Depoimentos, imagens de câmeras de segurança e informações obtidas durante a investigação ajudaram a Polícia Civil do Ceará (PCCE) a reconstruir a sequência de acontecimentos que antecederam e sucederam o assassinato do soldado Raphael Sampaio da Silva, morto a tiros e posteriormente carbonizado em Fortaleza, na madrugada do dia 11 de agosto.
Segundo o relatório complementar da investigação, concluído em 19 de agosto, Raphael deixou o 16º Batalhão da Polícia Militar, em Messejana, por volta das 2h. Ele estava acompanhado da também policial militar Júlia Natália Girão Gomes, que teria pedido uma carona após o fim do expediente.
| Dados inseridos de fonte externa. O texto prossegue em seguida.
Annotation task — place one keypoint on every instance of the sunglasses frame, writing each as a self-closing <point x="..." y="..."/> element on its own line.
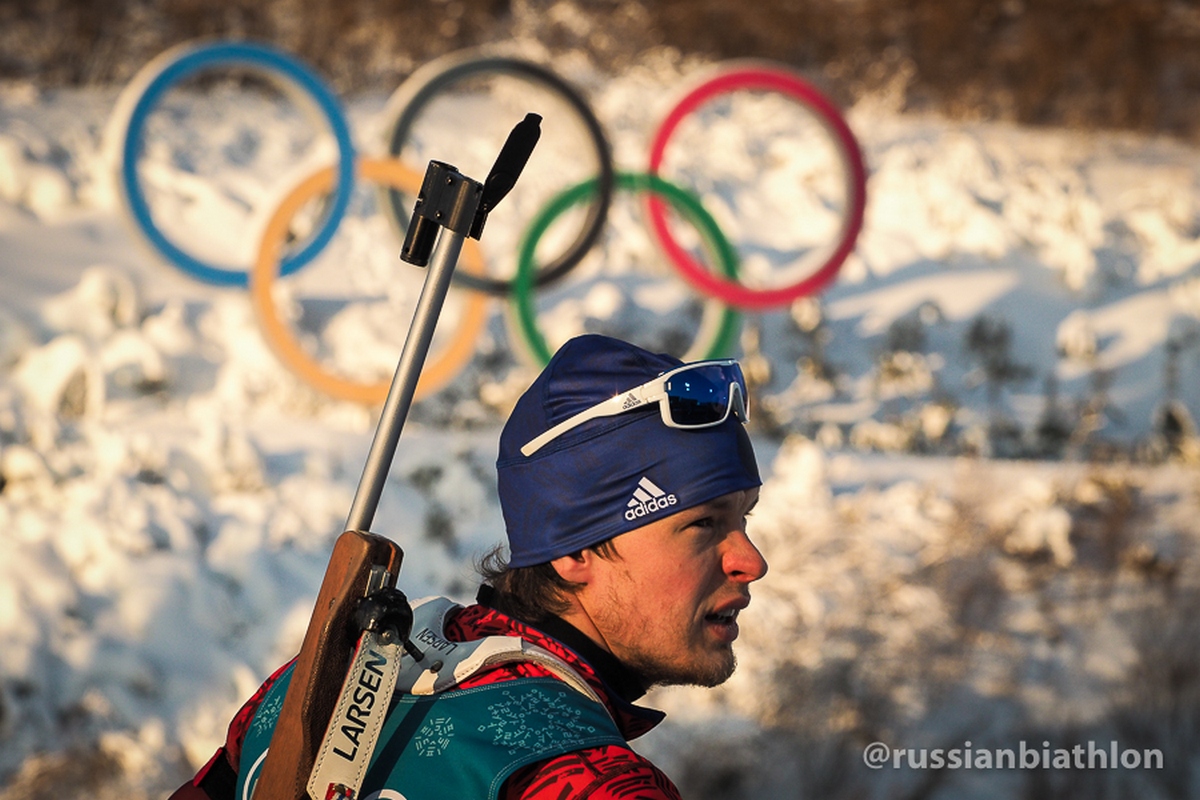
<point x="652" y="391"/>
Por volta das 2h40, o carro de Raphael chegou no endereço onde Júlia morava com o companheiro, Antoneudo Ribeiro Lima Júnior. O veículo permaneceu no local por aproximadamente 21 minutos, com os dois dentro do carro.
A investigação aponta que, cerca de uma semana antes do crime, Júlia teria pedido para trocar a escala de serviço do dia 11 de agosto e pago R$ 50 a um colega pela permuta. Segundo o depoimento da testemunha, a policial não tinha o hábito de pagar por trocas de plantão, mas teria insistido para trabalhar naquela data.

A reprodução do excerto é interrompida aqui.